Ali Aarrass est toujours en détention arbitraire



  • Vous êtes nombreux à savoir que Ali Aarrass est en détention arbitraire. Actuellement et depuis plus de deux ans, il est maintenu sous régime très sévère en plus de son isolement qui est déjà insupportable. Les seuls moments de chaleur humaine sont les cinq minutes d'échange téléphonique par semaine, ainsi que les courriers qu'il reçoit. Cela doit faire plus de deux mois qu'il ne reçoit plus rien. Quant à l'appel hebdomadaire, il faut savoir qu'en décembre dernier Ali n'avait pas donné de nouvelles entre le 8 et le18, parce qu'un chef de quartier et un coordinateur, avaient décidé pour la énième fois de maltraiter Ali. Profitant de l'absence du directeur de la prison, ces derniers avaient utilisé tous les moyens pour réduire Ali au silence. En vain puisque dès qu'il a pu me rappeler il m'a tout raconté.

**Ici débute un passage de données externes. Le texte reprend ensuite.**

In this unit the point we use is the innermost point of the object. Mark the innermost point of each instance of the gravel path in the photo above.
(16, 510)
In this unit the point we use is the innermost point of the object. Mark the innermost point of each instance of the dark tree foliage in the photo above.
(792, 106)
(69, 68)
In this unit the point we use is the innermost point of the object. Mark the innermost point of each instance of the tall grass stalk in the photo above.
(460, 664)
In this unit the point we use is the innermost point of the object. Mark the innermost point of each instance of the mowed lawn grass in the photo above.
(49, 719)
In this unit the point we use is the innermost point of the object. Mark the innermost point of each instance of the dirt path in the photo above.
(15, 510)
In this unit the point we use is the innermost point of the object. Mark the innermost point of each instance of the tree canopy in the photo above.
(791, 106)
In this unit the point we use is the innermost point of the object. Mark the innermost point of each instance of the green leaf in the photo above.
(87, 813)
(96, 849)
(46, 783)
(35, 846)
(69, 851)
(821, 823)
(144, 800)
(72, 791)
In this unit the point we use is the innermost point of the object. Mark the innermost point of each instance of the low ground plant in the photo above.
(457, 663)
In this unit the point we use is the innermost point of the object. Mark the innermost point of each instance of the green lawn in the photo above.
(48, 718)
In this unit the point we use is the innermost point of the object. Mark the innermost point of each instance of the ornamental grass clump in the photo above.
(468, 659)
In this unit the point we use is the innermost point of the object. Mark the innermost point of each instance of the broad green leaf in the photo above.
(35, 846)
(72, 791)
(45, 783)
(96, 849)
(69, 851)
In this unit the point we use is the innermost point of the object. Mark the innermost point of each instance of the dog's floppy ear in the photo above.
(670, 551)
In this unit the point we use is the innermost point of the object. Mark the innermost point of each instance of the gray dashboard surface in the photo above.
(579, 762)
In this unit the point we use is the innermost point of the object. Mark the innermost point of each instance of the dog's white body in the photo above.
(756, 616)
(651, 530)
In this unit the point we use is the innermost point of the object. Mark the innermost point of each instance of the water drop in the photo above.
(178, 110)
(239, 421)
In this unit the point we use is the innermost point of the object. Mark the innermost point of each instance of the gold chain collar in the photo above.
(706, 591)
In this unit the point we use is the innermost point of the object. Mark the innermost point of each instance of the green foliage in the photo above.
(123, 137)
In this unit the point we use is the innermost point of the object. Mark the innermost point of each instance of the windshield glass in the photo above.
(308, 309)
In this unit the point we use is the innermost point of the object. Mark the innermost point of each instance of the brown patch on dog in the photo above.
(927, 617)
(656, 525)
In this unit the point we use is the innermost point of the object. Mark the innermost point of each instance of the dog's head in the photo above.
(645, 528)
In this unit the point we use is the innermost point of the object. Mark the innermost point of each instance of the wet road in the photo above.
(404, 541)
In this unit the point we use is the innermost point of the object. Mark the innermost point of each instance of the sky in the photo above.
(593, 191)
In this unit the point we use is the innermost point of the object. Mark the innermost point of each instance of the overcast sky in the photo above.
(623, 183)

    Aujourd'hui j'ai attendu son appel. Tout comme le vendredi passé, il n'a pas appelé. Le dernier appel date du jeudi 24 janvier.
    Vous pouvez imaginer notre angoisse et désarroi. C'est l'inconnue !
    On ne sait même pas vers qui se tourner. Puis il est si loin de nous. Chaque démarche prend tellement de temps qu'entre temps tout peut arriver.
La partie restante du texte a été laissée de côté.